Phase 3: Update System Integration

Now, we update the rest of the system to use the new proxy and server structure.

  1. Update Foundation.Application: Modify foundation/application.ex to start the new Foundation.Services.ConfigServer.Server and initialize the fallback cache.

    File: foundation/application.ex

    # In the @service_definitions map:
    # ...
    config_server: %{
      # Change the module to point to the GenServer implementation
      module: Foundation.Services.ConfigServer.Server,
      args: [namespace: :production],
      dependencies: [:process_registry],
      startup_phase: :foundation_services,
      health_check_interval: 30_000,
      restart_strategy: :permanent
    },
    # ...
    
    # In the start/2 function, after setup_application_config/0:
    def start(_type, _args) do
      # ...
      setup_application_config()
    
      # Initialize the fallback system for ConfigServer
      Foundation.Services.ConfigServer.initialize_fallback_system()
    
      # Initialize infrastructure components
      # ...
    end
    
  2. Update Foundation.Config: This is the highest-level public API. It should continue to delegate to Foundation.Services.ConfigServer, which is now our resilient proxy. This change is seamless because the module name Foundation.Services.ConfigServer remains the public entry point. No changes should be needed in foundation/config.ex, but it’s crucial to verify this.

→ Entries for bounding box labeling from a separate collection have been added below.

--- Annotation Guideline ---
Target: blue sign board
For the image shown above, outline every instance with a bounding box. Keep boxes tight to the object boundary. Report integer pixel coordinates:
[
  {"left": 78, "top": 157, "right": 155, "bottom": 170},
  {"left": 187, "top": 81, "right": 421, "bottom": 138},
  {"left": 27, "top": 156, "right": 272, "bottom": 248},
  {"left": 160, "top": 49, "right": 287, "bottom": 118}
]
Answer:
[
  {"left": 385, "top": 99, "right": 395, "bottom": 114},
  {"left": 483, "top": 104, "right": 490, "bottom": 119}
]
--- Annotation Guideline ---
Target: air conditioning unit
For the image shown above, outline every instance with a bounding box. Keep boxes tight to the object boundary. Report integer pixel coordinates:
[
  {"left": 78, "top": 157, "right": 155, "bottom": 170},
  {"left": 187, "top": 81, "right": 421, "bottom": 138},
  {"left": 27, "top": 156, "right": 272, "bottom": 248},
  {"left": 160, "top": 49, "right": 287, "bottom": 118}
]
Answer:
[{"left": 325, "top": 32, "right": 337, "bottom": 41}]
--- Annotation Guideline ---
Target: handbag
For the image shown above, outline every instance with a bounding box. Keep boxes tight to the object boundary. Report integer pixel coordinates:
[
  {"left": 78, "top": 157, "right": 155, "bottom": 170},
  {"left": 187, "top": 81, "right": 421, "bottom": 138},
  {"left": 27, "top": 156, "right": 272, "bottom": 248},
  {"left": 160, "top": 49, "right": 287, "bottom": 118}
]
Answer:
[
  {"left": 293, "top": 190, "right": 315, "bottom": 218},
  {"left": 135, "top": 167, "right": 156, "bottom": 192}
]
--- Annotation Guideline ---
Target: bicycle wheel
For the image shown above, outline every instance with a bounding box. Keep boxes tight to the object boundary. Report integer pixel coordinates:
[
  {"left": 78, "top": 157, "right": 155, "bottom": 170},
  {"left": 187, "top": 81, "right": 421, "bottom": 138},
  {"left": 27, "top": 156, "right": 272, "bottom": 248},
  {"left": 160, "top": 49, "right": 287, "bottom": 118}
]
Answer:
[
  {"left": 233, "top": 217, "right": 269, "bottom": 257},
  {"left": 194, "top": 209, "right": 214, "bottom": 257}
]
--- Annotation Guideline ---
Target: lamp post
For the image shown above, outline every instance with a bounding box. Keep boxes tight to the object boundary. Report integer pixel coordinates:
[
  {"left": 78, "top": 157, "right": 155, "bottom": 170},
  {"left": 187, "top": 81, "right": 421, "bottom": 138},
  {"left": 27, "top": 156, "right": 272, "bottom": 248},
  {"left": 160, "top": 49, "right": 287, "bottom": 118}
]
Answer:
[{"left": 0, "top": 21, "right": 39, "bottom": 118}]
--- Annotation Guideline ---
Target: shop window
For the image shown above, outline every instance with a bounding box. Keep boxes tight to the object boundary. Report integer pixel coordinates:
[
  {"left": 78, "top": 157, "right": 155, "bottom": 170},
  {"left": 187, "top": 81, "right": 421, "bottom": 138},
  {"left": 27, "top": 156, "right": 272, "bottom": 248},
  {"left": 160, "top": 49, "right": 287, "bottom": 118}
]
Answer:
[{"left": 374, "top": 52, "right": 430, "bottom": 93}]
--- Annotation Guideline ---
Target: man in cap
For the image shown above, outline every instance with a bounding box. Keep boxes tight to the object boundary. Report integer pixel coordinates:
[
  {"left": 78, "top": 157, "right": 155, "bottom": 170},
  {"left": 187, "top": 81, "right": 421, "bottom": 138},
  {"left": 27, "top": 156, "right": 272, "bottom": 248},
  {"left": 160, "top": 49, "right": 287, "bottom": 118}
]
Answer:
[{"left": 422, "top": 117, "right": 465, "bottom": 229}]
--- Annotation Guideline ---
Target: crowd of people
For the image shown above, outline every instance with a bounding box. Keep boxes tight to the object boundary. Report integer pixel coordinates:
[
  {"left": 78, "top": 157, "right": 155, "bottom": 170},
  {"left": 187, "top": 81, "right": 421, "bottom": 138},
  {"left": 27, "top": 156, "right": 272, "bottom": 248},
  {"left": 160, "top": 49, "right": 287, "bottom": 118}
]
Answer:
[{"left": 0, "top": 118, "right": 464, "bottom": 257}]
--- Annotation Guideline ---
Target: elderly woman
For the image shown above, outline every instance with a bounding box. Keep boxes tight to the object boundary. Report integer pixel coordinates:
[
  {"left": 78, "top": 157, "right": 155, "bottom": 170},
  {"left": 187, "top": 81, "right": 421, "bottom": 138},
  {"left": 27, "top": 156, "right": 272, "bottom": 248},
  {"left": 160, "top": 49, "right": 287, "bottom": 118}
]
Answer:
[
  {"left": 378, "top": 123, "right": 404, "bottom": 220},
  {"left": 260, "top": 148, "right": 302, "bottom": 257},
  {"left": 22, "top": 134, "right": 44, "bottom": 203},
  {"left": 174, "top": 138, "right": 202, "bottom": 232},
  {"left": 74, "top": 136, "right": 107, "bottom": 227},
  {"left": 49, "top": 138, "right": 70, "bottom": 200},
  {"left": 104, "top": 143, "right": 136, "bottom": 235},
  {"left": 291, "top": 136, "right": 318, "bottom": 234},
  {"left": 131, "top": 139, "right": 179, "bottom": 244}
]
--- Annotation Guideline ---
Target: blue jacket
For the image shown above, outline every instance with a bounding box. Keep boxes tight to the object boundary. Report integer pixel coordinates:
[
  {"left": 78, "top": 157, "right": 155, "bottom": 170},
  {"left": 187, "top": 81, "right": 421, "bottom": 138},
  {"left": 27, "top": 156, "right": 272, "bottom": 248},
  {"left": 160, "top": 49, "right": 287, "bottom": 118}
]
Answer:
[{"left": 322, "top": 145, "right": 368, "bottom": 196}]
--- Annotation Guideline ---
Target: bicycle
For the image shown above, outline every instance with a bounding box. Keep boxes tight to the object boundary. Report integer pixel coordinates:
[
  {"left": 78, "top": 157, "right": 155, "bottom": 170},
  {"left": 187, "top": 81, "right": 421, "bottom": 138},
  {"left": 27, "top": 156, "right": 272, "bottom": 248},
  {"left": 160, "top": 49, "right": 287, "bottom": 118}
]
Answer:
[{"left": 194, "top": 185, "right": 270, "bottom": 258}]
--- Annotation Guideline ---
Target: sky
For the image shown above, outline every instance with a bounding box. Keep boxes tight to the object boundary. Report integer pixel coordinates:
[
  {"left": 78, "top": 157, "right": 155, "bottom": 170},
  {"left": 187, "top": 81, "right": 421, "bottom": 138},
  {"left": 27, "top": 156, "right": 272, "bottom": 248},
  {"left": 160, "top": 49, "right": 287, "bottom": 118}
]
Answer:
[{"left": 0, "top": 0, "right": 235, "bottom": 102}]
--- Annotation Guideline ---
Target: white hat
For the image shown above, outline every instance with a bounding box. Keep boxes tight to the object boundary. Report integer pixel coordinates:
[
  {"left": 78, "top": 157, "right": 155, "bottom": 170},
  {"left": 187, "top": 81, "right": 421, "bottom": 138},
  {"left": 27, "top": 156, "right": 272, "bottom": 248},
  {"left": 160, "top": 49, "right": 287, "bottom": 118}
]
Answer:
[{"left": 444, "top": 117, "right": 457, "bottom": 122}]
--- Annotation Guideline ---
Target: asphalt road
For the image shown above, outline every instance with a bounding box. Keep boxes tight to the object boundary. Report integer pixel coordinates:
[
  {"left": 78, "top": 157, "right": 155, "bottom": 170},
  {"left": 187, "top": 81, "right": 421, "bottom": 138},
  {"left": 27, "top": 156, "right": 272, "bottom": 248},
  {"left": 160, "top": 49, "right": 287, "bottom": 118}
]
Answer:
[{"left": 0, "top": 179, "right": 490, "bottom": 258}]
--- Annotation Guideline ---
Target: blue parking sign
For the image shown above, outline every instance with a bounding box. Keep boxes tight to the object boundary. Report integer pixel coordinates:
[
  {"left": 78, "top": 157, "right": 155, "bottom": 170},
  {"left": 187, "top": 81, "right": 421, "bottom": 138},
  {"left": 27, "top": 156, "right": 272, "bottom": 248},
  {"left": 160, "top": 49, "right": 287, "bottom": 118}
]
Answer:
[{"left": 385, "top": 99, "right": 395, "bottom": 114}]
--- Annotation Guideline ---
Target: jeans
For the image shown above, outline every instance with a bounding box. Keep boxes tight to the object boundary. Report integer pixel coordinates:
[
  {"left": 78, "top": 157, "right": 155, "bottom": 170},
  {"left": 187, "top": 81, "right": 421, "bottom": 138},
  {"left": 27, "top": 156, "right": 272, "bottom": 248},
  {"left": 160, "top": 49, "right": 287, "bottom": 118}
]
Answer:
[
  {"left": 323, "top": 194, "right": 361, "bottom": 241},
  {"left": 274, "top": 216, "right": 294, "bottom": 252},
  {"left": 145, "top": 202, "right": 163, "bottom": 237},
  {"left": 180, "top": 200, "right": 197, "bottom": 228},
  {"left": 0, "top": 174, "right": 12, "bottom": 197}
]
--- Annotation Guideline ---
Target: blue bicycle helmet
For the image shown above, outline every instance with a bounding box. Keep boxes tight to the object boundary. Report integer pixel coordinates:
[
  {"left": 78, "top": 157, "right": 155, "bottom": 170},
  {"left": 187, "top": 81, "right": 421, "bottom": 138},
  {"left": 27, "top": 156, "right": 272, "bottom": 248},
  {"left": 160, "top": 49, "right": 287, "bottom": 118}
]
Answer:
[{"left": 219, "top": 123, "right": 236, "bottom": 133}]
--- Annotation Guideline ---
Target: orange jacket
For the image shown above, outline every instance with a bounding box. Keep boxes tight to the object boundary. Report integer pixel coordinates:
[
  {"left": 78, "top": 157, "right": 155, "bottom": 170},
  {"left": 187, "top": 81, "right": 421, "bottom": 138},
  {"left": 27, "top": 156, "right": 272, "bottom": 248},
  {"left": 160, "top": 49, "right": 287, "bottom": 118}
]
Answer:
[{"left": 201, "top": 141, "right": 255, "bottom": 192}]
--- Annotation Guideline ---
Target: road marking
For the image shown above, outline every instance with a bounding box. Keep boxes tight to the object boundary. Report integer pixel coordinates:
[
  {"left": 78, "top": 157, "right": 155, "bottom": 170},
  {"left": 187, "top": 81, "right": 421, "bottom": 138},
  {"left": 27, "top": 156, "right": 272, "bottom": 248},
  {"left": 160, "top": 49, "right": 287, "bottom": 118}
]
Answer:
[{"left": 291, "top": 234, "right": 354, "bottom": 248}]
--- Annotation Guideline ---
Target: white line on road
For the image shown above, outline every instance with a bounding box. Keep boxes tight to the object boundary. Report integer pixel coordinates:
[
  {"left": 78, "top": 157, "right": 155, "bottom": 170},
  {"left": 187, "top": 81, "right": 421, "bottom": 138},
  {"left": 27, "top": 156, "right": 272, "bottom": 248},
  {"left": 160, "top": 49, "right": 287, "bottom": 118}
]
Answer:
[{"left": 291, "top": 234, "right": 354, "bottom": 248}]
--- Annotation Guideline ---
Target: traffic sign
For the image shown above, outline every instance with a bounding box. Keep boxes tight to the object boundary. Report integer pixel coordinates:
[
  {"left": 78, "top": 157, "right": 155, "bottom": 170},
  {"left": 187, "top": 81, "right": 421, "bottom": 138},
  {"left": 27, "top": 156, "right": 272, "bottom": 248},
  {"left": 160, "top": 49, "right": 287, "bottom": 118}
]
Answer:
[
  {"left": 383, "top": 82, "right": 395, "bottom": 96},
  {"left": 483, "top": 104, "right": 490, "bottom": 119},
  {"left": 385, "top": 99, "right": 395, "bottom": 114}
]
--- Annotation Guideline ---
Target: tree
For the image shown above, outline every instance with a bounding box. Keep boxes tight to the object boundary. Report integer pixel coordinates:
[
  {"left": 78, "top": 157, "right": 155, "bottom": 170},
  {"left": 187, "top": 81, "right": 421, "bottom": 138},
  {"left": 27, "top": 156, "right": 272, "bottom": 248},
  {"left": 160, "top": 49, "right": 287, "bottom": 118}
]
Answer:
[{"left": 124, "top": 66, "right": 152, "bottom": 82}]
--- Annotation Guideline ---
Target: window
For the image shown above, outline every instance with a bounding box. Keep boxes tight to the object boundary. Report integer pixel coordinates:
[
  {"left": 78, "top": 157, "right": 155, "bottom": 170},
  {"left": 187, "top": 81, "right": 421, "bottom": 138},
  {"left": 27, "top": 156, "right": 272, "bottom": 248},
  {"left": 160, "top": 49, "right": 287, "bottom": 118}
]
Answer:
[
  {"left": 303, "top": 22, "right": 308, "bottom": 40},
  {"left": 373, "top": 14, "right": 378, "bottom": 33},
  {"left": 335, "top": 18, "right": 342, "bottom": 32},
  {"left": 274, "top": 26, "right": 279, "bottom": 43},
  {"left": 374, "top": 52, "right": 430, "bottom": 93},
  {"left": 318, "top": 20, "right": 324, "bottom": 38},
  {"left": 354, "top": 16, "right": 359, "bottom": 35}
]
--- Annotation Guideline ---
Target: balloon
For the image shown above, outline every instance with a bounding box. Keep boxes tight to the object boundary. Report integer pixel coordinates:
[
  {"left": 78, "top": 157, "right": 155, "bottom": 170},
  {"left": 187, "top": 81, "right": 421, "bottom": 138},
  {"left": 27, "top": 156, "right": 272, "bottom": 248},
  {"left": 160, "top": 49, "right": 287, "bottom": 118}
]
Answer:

    File: foundation/config.ex

    defmodule Foundation.Config do
      # ...
      alias Foundation.Services.ConfigServer # This now correctly aliases our proxy
    
      # ...
      defdelegate get(), to: ConfigServer # This now calls the proxy
      # ... all other defdelegates are correct.
    end
    
  3. Global Code Search: Perform a global search for GracefulDegradation in the codebase. The only call should have been in Foundation.Config, which we’ve now conceptually replaced. Remove any lingering references. The get_with_fallback function in Foundation.Config can now be safely removed as get/1 is now inherently resilient.

    File: foundation/config.ex

    # This function is now redundant and should be REMOVED.
    # The new `get/1` implementation handles the fallback.
    @spec get_with_default(config_path(), config_value()) :: config_value()
    @dialyzer {:nowarn_function, get_with_default: 2}
    def get_with_default(path, default) do
      case get(path) do
        {:ok, value} -> value
        {:error, _} -> default
      end
    end
    

Phase 4: Verification and Testing

  1. Update Existing Tests:

    • Any tests that were directly testing Foundation.Services.ConfigServer as a GenServer should be updated to test Foundation.Services.ConfigServer.Server.
    • Tests for Foundation.Config should continue to pass without modification.
  2. Create New Tests for the Proxy: Create a new test file: test/foundation/services/config_server_test.exs.

    • Happy Path: Write a test where ConfigServer.Server is started, and verify that ConfigServer.get/1 successfully retrieves values from it.
    • Failure/Fallback Path: Write a test where ConfigServer.Server is not started.
      • Assert that ConfigServer.get/1 returns an :service_unavailable error initially.
      • Manually insert a value into the :config_fallback_cache ETS table.
      • Assert that a subsequent call to ConfigServer.get/1 now returns {:ok, value} from the cache.
    • Cache Expiry Test:
      • Manually insert a value into the cache with a timestamp older than the TTL.
      • Assert that ConfigServer.get/1 returns an error and that the entry has been deleted from ETS.
    • Pending Update Test:
      • Ensure the Server is down.
      • Call ConfigServer.update/2. Assert that it returns an error but that an entry for {:pending_update, path} now exists in the ETS table.

By following this plan, you will successfully refactor the configuration system to be more robust, cohesive, and maintainable, fully addressing the architectural flaw.